Wednesday, December 29, 2021

First Snow

 

12/26/21 11:15 a.m., 27 degrees, Maple Leaf neighborhood

We had been promised a white Christmas. Although some areas of the region got a dusting on Dec. 25, we didn’t see it in Maple Leaf until Boxing Day – several inches of nonstop snowing and blowing. Fortunately, we didn’t have anywhere to go, so we could enjoy the quiet beauty through windows.

My first sketch of the day was one of our suet feeders from the kitchen (I sketched a snow scene with a different focus a few years ago from the same window). Using only graphite and a blending stump on white paper, it was challenging but satisfying to depict the snow piled up on the feeder and fence. What I didn’t capture, though, was the falling snow that was coming down hard and sideways. I didn’t think that erasing out the snowflakes would stand out sufficiently, so I left it alone.
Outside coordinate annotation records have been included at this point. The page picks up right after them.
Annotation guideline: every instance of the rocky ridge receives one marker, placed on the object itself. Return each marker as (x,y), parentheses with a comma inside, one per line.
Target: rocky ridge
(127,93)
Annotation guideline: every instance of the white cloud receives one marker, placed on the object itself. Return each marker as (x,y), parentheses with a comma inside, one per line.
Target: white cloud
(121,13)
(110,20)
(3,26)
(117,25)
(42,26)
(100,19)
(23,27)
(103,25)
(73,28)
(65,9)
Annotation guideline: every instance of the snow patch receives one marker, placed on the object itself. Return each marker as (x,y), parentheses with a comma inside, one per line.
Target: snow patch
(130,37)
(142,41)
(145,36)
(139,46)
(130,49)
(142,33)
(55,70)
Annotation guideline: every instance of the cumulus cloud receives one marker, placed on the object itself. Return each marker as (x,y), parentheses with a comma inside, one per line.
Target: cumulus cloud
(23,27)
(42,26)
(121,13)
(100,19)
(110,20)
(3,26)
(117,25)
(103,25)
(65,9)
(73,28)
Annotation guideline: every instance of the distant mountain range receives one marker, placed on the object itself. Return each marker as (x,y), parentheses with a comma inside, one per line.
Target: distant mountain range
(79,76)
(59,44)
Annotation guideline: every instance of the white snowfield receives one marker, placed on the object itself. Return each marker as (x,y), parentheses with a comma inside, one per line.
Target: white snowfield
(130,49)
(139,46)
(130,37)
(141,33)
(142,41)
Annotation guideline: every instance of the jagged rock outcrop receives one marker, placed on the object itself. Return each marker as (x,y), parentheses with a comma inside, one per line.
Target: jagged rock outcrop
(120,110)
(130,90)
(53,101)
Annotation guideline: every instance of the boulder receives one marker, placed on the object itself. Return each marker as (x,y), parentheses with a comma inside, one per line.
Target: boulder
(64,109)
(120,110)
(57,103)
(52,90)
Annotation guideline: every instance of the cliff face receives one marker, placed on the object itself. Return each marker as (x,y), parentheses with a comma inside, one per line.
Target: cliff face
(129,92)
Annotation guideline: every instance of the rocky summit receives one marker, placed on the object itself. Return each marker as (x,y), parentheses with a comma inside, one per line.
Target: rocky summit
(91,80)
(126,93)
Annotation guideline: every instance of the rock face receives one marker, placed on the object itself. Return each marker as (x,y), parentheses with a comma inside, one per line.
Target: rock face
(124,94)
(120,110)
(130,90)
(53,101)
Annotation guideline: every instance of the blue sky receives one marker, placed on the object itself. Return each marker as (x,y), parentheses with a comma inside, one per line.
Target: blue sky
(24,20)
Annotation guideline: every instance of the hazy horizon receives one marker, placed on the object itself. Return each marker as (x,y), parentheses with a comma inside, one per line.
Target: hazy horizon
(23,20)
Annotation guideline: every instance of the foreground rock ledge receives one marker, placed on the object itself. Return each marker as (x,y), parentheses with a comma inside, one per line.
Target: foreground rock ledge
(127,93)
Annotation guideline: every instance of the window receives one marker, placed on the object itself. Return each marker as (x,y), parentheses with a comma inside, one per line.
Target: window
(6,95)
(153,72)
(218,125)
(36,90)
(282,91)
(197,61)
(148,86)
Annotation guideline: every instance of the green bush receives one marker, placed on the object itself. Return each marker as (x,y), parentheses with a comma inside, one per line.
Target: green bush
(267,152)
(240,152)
12/26/21 2 p.m., 25 degrees, wind from north 

Later that day, I still wanted to try for falling snow, so I lowered the shade to a side window with a view of not much more than our neighbors’ downspout. This time using a gray Stillman & Birn Nova sketchbook, I had hoped that either a white Gelly Roll or a white Derwent Drawing Pencil would do the trick. Gray toned paper never quite seems dark enough, though, to make white stand out (and I didn’t mean for the wires to look like they were inside our window!). Not as satisfying.

Whenever we get the first snow of the season, I feel some pressure to sketch it as much as possible, since I never know how long it will last (unless we get another snowpocalypse, of course). I see more snowflake icons in the forecast, though, so I might have another chance soon.